Bartlett: no I have NOT forgotten that the object is to discourage carbon consumption. Consumption taxes, no matter where levied tend to be passed down almost 100% to consumers. (I'm not going to argue with you if you disagree on this. Talk to the economists on this list.) But even with rebates, the incentive remains. Most people are going to break even on this. OK if you break even then direct and indirect energy prices go up for you, and you have more money to pay the increased prices. So energy becomes a higher percent of your expenditure. (Work out a simplified example if you don't believe it.) You still have incentives to reduce your energy consumption, to the extent it is in your power. And everybody who sells you stuff has an incentive to cut the energy component in the stuff they sell you - cause that way they can either lower the price and get more of your business or keep the price the same and make more profit from what they sell you.

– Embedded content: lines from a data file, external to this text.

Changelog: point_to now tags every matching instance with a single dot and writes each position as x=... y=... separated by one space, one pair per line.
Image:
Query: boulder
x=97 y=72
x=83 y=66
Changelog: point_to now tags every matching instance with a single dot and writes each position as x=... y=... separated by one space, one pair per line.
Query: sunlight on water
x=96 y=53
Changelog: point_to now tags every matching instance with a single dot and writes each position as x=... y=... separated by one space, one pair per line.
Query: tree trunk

Poor people who get more income still have almost the same thing happen to them. Unlike ordinary working blokes and the middle class, their income even after higher prices (that is real income) is up a bit--not a whole lot though. But energy prices have gone up as well, even if not quite as much as income. So energy expenditures are accounting for a greater percent of their consumption as well, even though they can buy a bit more than before. So incentives for them are still to save energy, and the same incentives apply to people who sell energy to them.
The only people who this does not apply to are really poor people, people living on a dollar a day, people living on $5 a day, perhaps a bit beyond that. Now you are talking a major gain in income - enough to produce an increase in energy consumption (though I suspect they will start with an increase in food consumption). But you know, people in that bracket don't consume a whole of energy. And for people in that bracket it is up stuff beside pricing policies to make sure they get that extra energy in renewable form. I mean run electric wires into their villages with wind generators or solar power, and pumped storage for reliability, at the other end. And while you are at it provide them clean water, and basic sanitary waste disposal (sewers, or composting toilets or something). Clean water and sanitation will save a hell of a lot of lives among the really poor, but electricity to run some lights and cell phones, a refrigerator and backup a solar hot water heater, and power a radio or two can really make their lives better.
But don't put the whole burden of progressive reform on pricing policy.Some of the progressive reforms you need are going to have to come from some place other than a carbon tax. If global warming is going to be solved it won't be by a movement that centers around global warming. It will be as part of a coalition that wins general progressive reforms--in short a left resurgence of which global warming issues are only one part.